Сангин Рамазон вошел в магазин.

— Добро пожаловать! — первым приветствовал Сайфиддин Умар. Он сидел на ящике из-под мыла, нахохлившись как сова, — на голове большая чалма, шею втянул в чапан, под которым виднелась жилетка.

— Входите, дядя, проходите, — в голос сказали трое других посетителей, которые были помоложе и, тоже рассевшись на полных мешках и ящиках, не спеша потягивали чай.

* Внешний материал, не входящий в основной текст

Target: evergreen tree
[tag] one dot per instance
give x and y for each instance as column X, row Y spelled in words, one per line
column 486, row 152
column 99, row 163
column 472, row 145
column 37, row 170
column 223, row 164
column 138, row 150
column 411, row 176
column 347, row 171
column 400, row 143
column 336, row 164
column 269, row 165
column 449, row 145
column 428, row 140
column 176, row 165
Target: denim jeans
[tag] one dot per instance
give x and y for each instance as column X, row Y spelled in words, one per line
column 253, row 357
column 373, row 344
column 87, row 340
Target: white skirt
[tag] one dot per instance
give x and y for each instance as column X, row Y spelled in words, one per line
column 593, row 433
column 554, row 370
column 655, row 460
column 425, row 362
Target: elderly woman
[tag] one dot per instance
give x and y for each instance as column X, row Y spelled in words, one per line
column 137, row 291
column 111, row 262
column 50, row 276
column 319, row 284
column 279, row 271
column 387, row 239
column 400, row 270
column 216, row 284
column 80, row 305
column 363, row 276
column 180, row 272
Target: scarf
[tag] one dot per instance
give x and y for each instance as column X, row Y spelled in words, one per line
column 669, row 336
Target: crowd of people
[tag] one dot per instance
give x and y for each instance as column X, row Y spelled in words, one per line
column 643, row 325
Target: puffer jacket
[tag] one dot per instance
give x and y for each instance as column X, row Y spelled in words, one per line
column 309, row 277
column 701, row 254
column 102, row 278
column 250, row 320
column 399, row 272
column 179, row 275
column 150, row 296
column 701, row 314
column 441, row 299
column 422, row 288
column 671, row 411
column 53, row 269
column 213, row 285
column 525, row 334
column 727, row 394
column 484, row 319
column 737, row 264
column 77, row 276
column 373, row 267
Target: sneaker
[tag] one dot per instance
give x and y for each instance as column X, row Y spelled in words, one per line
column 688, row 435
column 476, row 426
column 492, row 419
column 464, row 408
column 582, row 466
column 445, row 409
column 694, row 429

Сангин Рамазон прошел к окну, прислонил трость к какой-то большой коробке, затем тяжело опустился на ящик рядом с Сайфиддин Умаром.

Продавец, ловкий и приветливый малый (он всегда улыбался, даже если кто и разносил его), налил в пиалу чай из большого фарфорового чайника, украшенного красными и зелеными узорами.

— Прошу, дядя…

Сангин Рамазон взял пиалу, отхлебнул глоток (чай-то холодный, а!) и обежал глазами две передние полки, уставленные разной обувью.

Сайфиддин Умар заерзал, кашлем прочистил горло, искоса посмотрел на Сангин Рамазона и вновь опустил глаза, уставившись на кончик своей палки, которую держал между ногами.

— Как ваш сосед? — спросил он спустя некоторое время, не поднимая головы.

— Какой мой сосед? — глянул Сангин Рамазон на его заросшее лицо.

— Комил. Когда он будет выдавать дочь, не знаете?

— Точно не знаю. Слышал, будто после Навруза…

— Крепко же он затянул это доброе дело, — словно бы огорчившись, пробормотал Сайфиддин Умар.

Сангин Рамазон протянул продавцу пустую пиалу и сказал:

— Подай-ка сюда те ботинки, что вчера показывал.

Продавец поставил пиалу на полку рядом с чайником и, проворно обернувшись, принес ярко-красные ботинки с высокими верхами.

— Эти были? — недоверчиво вымолвил Сангин Рамазон. Он повертел их в руках, даже подергал, точно проверяя на крепость, язычки и шнурки. — Мальчиковые, говорил, да?

— Да. Если хотите купить внуку, лучше этих не найдете.

— Они же красные, как могут быть мальчиковыми?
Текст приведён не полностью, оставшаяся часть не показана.